Belle surprise du début de saison toulousain, Shavy Babicka entend bien s’imposer en Ligue 1, et ce, dès cette saison. Un énième défi de taille pour un attaquant qui s’est exilé du Gabon dès l’âge de 18 ans, avant de connaître un parcours peu commun pour tracer son chemin dans le monde du football.

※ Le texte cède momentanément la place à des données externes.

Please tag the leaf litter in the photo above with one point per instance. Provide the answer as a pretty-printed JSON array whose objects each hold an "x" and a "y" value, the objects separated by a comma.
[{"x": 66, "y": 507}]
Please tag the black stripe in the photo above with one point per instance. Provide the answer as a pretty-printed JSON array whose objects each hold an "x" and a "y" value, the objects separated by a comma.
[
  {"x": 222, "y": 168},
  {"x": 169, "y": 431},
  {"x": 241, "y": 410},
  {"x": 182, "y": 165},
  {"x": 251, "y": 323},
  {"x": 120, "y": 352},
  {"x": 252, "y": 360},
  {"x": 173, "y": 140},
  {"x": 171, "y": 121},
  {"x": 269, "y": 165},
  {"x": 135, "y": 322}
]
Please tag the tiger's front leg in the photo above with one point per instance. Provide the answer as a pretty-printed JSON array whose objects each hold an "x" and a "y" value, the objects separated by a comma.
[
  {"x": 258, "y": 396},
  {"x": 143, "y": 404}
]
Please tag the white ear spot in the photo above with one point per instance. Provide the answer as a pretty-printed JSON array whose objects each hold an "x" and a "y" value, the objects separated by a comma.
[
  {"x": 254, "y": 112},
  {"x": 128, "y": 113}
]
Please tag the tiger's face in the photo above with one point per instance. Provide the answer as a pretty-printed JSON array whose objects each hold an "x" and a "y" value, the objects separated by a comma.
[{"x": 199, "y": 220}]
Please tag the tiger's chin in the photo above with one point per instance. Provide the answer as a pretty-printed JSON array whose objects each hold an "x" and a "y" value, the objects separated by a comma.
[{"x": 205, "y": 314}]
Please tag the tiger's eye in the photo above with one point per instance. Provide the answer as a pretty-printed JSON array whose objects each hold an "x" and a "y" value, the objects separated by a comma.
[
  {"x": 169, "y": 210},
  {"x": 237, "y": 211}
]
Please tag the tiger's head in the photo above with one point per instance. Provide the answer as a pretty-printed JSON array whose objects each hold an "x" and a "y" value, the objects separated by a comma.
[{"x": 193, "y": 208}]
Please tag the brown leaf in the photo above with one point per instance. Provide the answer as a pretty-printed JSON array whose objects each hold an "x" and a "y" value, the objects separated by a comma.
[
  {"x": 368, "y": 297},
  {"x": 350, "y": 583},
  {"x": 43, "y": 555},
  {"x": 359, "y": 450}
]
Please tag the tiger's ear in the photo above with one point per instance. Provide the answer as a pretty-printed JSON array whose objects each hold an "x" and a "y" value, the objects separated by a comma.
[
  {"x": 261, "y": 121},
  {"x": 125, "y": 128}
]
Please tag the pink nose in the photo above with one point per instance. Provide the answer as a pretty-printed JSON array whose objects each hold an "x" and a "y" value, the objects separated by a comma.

Shavy Babicka, parce qu’il vient de loin

Sur les bords de la Garonne, le nom de Beto Márcico résonne comme un mythe, symbole d’une période dorée malheureusement révolue. Alors quand un joueur s’offre le luxe d’égaler un record détenu par la légende violette venue d’Argentine, l’événement ne peut être totalement anodin. C’est bien ce qu’a réussi Shavy Babicka au fil d’un début de saison fracassant, qui l’a vu inscrire trois buts en trois entrées en jeu. Les trois premiers pions version 2024-2025 d’un TFC orphelin de Thijs Dallinga. Six mois après son arrivée de Chypre dans un relatif anonymat, le globe-trotter entend bien passer la seconde dans une ville où il assure se sentir bien et commence à avoir ses repères. « L’objectif cette année, c’est de faire mieux. Je n’avais plus d’excuses, j’ai eu le temps de m’adapter. J’ai essayé de tout mettre en place pour faire une magnifique saison parce que j’ai beaucoup à prouver dans ce championnat », lance-t-il d’emblée au bout du fil. Si depuis ce départ tonitruant le bonhomme reste sur cinq rencontres sans marquer, celui qui affirme se sentir proche d’un certain Yann Gboho depuis qu’ils ont débarqué ensemble sur l’île du Ramier a bien l’intention de saisir, encore et toujours, sa chance.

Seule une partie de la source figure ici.